Evaluating Youth Deferred Prosecution in Cook County

Promising pilot results lead to expanded program

The pandemic disrupted many systems and services, but one COVID-related delay prevented youth from entering the juvenile justice system. Due to the significant case backlog, eligible youth in Cook County who were charged with class 1-4 felonies and were first-time, non-violent offenders were offered a place in the pilot Cook County Youth Deferred Prosecution program. The program connected them with a care coordinator who assessed their specific situation and needs and referred them to service providers – everything from mental health and substance use services to mentoring, life skills training, and employment and education services.

Chapin Hall, under the leadership of Dr. Dana Weiner and Dr. Gretchen Cusick, was tapped to complete a formative evaluation of the pilot program. The evaluation found that youth will enroll in and engage with the program, be connected to needed services, and complete the program. The youth were also less likely to incur new charges than youth charged when the program was not in place.  This preliminary evidence, coupled with other data assessed by Chapin Hall, built the foundation for an expanded implementation and outcomes evaluation, which will include five times as many youth participants over a three-year period.

Chapin Hall is conducting this evaluation in partnership with Strengthening Chicago Youth (SCY) at Lurie Children’s Hospital and the Juvenile Justice Collaborative (JJC), TASC, Inc., the Cook County State’s Attorney’s Office, the Office of the Chief Judge, the Presiding Judge of the Juvenile Justice Division, and the Department of Probation and Court Services.

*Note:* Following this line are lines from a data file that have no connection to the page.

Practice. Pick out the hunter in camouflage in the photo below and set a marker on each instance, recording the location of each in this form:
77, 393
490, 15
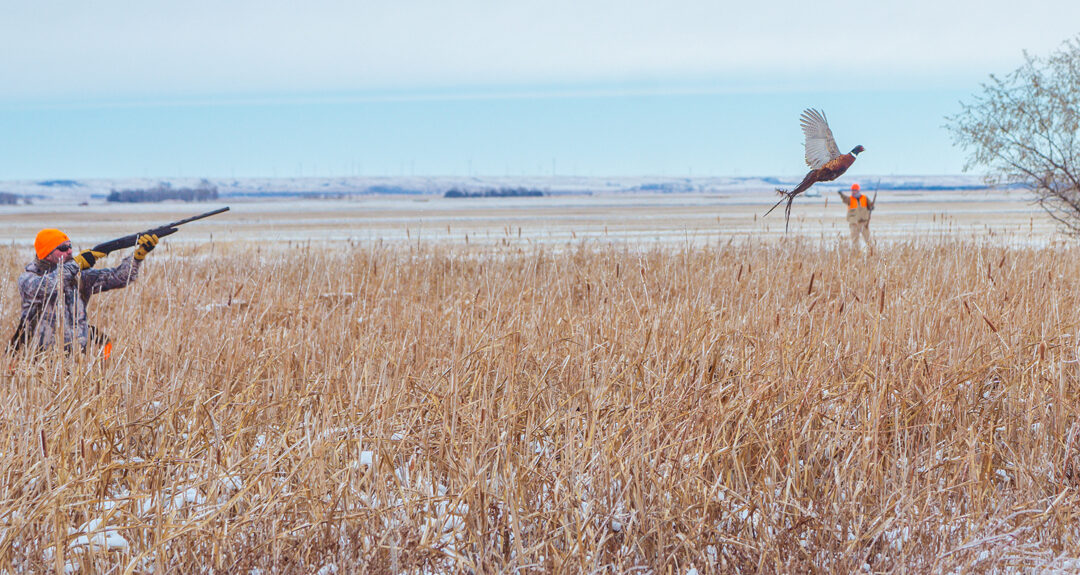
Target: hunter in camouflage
56, 289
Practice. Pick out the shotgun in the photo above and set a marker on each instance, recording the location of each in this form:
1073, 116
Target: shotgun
130, 241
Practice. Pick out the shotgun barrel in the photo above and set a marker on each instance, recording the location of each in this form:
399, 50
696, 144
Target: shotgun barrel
130, 241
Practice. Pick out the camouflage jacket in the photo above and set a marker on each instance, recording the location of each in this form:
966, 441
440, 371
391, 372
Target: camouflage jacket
40, 286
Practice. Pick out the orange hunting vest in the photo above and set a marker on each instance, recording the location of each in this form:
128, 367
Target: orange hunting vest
861, 201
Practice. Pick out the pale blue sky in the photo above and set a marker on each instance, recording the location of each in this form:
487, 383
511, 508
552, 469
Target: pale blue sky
324, 88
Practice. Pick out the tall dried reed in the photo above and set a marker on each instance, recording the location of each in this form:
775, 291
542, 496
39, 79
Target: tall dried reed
786, 406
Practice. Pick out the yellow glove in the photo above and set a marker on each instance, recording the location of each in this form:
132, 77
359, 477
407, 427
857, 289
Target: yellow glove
86, 258
146, 244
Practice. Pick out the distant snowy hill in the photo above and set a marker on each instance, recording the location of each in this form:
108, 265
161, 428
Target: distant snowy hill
255, 188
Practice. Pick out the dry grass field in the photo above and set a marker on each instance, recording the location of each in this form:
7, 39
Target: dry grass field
782, 406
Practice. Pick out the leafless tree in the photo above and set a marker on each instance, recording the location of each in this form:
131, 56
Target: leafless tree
1023, 130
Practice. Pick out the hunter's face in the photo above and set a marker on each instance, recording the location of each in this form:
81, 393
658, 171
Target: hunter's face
61, 254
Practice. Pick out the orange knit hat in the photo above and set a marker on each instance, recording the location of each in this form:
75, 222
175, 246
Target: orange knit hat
48, 240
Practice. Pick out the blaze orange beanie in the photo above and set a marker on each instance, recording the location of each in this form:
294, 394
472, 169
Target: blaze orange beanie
48, 240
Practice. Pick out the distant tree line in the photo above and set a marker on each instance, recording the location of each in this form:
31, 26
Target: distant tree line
164, 191
499, 192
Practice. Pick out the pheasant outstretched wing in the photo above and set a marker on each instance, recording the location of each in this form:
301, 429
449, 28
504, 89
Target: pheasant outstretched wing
820, 145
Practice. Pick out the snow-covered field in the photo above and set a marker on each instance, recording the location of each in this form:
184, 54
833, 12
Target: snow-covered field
712, 210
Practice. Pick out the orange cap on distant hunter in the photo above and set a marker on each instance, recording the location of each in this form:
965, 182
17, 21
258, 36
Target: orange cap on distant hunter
48, 240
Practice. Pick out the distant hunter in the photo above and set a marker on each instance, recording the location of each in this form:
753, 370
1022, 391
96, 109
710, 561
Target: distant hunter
56, 289
859, 215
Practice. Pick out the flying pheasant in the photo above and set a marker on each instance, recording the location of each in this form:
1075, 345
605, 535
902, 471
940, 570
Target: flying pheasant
823, 157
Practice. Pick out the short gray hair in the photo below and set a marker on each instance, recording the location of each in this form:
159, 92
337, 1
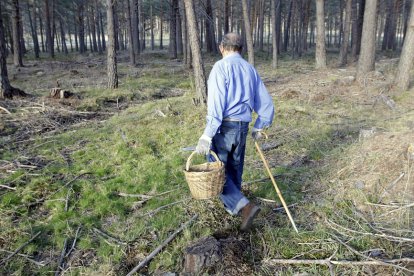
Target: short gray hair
232, 42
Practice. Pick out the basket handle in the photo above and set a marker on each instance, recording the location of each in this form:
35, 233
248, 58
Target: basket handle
187, 165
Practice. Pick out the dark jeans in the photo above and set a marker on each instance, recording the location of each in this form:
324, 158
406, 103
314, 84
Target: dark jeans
230, 143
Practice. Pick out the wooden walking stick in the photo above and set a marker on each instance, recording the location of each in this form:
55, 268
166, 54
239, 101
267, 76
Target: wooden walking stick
274, 182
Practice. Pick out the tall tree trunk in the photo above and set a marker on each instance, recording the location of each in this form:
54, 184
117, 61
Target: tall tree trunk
226, 16
287, 27
112, 63
198, 65
98, 33
102, 32
402, 79
41, 32
320, 35
62, 35
5, 88
93, 29
179, 37
17, 46
366, 62
248, 31
131, 34
152, 29
356, 36
49, 37
161, 25
261, 25
33, 28
274, 4
135, 28
172, 49
209, 22
343, 54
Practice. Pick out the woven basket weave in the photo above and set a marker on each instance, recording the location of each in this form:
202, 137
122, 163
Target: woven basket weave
205, 180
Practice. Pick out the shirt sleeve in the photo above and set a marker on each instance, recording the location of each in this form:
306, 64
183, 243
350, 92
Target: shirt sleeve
263, 106
215, 100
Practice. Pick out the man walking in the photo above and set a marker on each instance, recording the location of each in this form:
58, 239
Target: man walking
235, 90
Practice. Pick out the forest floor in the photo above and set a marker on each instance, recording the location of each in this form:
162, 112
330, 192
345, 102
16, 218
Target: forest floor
100, 175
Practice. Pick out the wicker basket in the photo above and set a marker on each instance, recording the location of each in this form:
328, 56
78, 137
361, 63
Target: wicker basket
205, 180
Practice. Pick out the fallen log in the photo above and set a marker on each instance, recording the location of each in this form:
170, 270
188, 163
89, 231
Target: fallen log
161, 246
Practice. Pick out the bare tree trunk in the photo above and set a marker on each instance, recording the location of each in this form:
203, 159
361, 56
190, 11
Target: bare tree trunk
402, 79
112, 64
226, 16
366, 62
49, 37
261, 25
131, 35
161, 25
274, 35
179, 37
102, 32
320, 35
172, 49
5, 88
357, 29
135, 28
17, 49
343, 54
287, 27
152, 29
248, 30
98, 33
41, 32
62, 35
198, 65
33, 28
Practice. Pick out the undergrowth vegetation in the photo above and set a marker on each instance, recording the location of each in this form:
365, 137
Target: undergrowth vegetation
122, 174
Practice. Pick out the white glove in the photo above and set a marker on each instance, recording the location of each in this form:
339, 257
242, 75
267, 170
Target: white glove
203, 146
257, 133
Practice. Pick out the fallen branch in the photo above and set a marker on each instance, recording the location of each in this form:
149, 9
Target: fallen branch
27, 257
161, 246
153, 212
328, 262
388, 237
390, 186
109, 237
20, 248
7, 187
74, 242
61, 258
379, 262
134, 195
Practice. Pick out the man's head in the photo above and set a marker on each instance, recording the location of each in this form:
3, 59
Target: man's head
231, 42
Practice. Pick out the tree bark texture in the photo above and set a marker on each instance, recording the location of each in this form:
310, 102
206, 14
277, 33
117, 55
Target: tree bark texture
343, 54
402, 79
5, 88
17, 49
248, 32
366, 62
274, 4
112, 64
198, 65
320, 35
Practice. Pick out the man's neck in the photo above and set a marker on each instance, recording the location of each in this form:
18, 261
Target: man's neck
227, 53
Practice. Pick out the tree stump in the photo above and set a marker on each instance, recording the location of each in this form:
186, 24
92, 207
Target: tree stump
205, 253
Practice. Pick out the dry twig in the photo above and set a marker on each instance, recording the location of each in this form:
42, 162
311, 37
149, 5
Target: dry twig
161, 246
20, 248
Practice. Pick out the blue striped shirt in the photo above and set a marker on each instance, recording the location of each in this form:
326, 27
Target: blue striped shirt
234, 91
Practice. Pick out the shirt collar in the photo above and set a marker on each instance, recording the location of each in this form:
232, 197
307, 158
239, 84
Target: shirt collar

Lurie Children’s Hospital is funding the evaluation through the American Rescue Plan Act. This funding will allow for an expansion of the care coordination model to youth in deferred prosecution and diversion programs and for Chapin Hall to monitor implementation and rigorously test the model.

“The pandemic provided an opportunity for unprecedented efforts to reduce the backlog of cases by providing care coordination of needed services to a broader set of youth,” Cusick said. “With the expansion of the care coordination model, we are able to follow up on the promising, preliminary findings to more rigorously assess program impact on a range of youth outcomes, including further court involvement.”

Due to the success of the pilot program, Cusick and the Chapin Hall team were asked to conduct a full study of the expanded program that will continue through the summer of 2025. A large part of Cusick’s work at Chapin Hall focuses on supporting the transformation of youth-serving systems and improving the responses to and experiences of youth involved with the legal system. Kya Barounis will be contributing to the next evaluation phase. These projects correspond with Chapin Hall’s commitment to supporting the disruption of trauma cycles by bolstering systems that provide care rather than those that have penalized and brutalized the Black and Brown population for decades.